Provenance & disclosure·Cohorts
Collections
Collections organise candidates, hypotheses, experiments, papers, and provenance into coherent research cohorts. They are scientific operating units, not just lists.
Collection exists today as a deployed RecordType on the Protean Ledger. Off-chain collection manifests still exist as supplemental packaging for review and mirror publication, but the current canonical public object is a Ledger Collection record linked by typed Includes edges.
What collections are for
- benchmark sets
- assay cohorts
- experiment batches
- validation groups
- exploration branches
- public full-sequence releases
Lifecycle
private
-> internal review
-> assay pending
-> assay active
-> public reviewed
-> public full
-> archivedMost collection preparation remains private or under internal review before Ledger submission. Public collections expose membership, candidate/family sequences, lifecycle state, disclosure state, and typed lineage. Supplemental manifests pass through the publication guard before mirror publication.
Collections as scientific operating units
Collections let the runtime reason about groups, not just individual candidates. They bind candidate families, evidence traces, assay readiness, Ledger records, and review state without exposing private payloads. Collections support wet-lab batch planning, failure-memory studies, exploration branches, and public proof surfaces.

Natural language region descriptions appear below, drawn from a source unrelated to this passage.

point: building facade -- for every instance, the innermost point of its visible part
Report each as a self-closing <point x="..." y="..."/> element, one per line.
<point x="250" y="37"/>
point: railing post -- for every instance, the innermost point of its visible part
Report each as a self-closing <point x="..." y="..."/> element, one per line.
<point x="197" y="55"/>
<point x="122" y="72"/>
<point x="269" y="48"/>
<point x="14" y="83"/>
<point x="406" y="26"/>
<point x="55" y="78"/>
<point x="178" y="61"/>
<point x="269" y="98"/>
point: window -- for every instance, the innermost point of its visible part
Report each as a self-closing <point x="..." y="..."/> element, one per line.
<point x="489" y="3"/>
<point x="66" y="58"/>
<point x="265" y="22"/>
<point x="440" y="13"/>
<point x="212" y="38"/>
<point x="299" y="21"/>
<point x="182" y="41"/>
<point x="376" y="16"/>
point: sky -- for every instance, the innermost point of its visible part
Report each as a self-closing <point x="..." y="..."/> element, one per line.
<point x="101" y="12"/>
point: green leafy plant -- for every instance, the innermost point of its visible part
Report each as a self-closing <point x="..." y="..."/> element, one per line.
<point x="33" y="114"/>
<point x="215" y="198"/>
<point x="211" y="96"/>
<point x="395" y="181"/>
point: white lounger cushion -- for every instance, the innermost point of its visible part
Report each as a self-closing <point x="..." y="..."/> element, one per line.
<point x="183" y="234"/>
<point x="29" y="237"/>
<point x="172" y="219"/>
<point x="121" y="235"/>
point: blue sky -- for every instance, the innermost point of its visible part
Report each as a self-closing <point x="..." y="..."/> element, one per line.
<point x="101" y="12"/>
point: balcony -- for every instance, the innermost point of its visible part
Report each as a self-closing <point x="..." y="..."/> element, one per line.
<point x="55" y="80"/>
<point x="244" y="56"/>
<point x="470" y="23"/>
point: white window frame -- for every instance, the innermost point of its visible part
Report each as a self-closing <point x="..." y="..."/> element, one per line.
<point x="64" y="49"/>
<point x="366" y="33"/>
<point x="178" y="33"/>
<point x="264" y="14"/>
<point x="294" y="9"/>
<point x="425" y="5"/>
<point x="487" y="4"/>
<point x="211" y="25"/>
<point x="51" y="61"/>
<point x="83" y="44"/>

How they connect to the workflow
The canonical workflow DAG places update_collections after prepare_provenance, gated by the public_collection_redaction review gate. The active loop wires collection preparation after lineage and provenance stages where the relevant artifacts are available.
python3 pipelines/collection_system.py --build
python3 pipelines/collection_system.py --verifyCollection manifests are public-safe by construction: published sequences remain visible, while salts, local paths, embeddings, scoring weights, source traces, and wet-lab automation fields are excluded.